JENNIFER LUDDEN, BYLINE: Angela Chevaux and her husband have made a good living in York, Pa. She's an insurance claims supervisor, and he's in construction. But still, a recent inheritance from her father-in-law has been life-changing. He left them a retirement account, a life insurance policy, an annuity. And her husband and his brother inherited an old farmhouse in a secluded spot with a pond.
ANGELA CHEVAUX: We were able to buy the property, the other half, out from his brother at a decent price instead of putting them on - you know, getting it appraised and having to sell it and buy it back.
LUDDEN: They're renovating that to live in and selling their own house, saying goodbye to 11 more years of payments.
CHEVAUX: We'll be mortgage-free at 50 and 59.
LUDDEN: Her father-in-law also left Chevaux's 24-year-old son a money market account.
CHEVAUX: He had given our son some money towards college before he passed. So then this allowed him to pay off the rest of his college debt, which wasn't significant.
LUDDEN: Her son has invested the rest of his inheritance and plans to use that to help buy a house. Thirty-eight percent of white adults say they've gotten at least $10,000 in gifts or loans from a parent or older relative. That's according to a new poll by NPR, the Robert Wood Johnson Foundation and the Harvard T.H. Chan School of Public Health. Dorothy Brown is a tax law professor at Georgetown University, and she wishes more white families would talk about these intergenerational benefits.
DOROTHY BROWN: Because you have Black Americans who are doing everything they were told is right and not getting ahead. And they're scratching their heads wondering, how come I'm not doing better than I am? How come I'm not doing better than the guy in the cubicle next to me?
LUDDEN: The poll finds only 14% of Black adults receive similar gifts or loans. The share is 16% for Latinos and 19% for Native Americans. Brown says this divide reflects a century and more of segregation and systemic racism, including in federal housing policies.
BROWN: So if your grandparent got a home that was FHA insured, it was a result of their being white.

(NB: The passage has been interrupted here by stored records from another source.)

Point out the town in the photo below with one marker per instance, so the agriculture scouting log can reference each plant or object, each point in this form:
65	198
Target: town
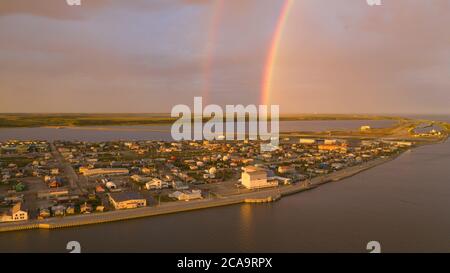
41	180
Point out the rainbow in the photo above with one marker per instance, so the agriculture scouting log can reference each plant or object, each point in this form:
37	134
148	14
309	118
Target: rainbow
273	51
210	46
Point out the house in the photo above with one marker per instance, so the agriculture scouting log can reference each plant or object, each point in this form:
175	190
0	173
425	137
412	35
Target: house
85	208
16	214
256	178
286	169
70	210
44	213
127	200
307	141
156	184
105	171
140	179
58	210
186	195
99	189
111	186
179	186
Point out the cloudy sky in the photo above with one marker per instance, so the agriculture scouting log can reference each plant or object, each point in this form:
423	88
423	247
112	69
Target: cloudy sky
338	56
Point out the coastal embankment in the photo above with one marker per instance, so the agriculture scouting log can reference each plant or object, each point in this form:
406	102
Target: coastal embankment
261	196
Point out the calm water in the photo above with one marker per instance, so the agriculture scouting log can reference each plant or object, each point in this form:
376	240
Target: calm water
404	204
162	132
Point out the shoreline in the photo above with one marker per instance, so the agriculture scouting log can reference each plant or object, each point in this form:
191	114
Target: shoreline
262	196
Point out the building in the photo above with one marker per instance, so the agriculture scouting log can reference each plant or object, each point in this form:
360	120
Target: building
187	195
309	141
256	178
328	147
127	200
156	184
286	169
16	214
103	171
140	179
179	186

You don't think about that, but it was.
LUDDEN: For African Americans especially, Brown says the generational wealth transfer is more likely to go the other way - children helping parents who suffered under Jim Crow.
THEODORE BAILEY: My father died when I was 3 years old. My mother was a single mother with four sons.
LUDDEN: Theodore Bailey is 76 and remembers a tough childhood in segregated Nashville. His dad died while he was a military cook in World War II. That led to a major break for Bailey. As a war orphan, he was able to go to college on the GI Bill. It launched his successful career as an engineer and missile designer. And from early on, he helped his mother get by.
BAILEY: Yeah. I knew she was struggling, you know? And at the time, I didn't have a whole lot to spare, but I'd send her whatever I could. I'd send her some money.
LUDDEN: Now retired in Arizona, Bailey says he's always helped family - bailing out a brother who lost a job, sending grandchildren to college and others.
BAILEY: Oh, there's always cousins and nephews and (inaudible) that want to borrow money. And a lot of times, they don't pay back.
LUDDEN: Research shows family help like this seriously depletes the wealth of college-educated Black Americans. Bailey says he's having to cash out more of his IRA than he'd like to in this bad market to meet his own expenses.
ROBERT BLENDON: When people talk about the American dream, it's here.
LUDDEN: Robert Blendon is a Harvard professor emeritus of health policy who worked on the new poll. He says you can see the racial wealth gap in lots of its other findings. The large number of Black, Latino and Native American adults who want to move to better housing expect their children to go to college but say they can't afford it.
BLENDON: These minority communities are either going to have to borrow everything in a very risky environment for that, and they don't have anything to at least help defray some of the costs.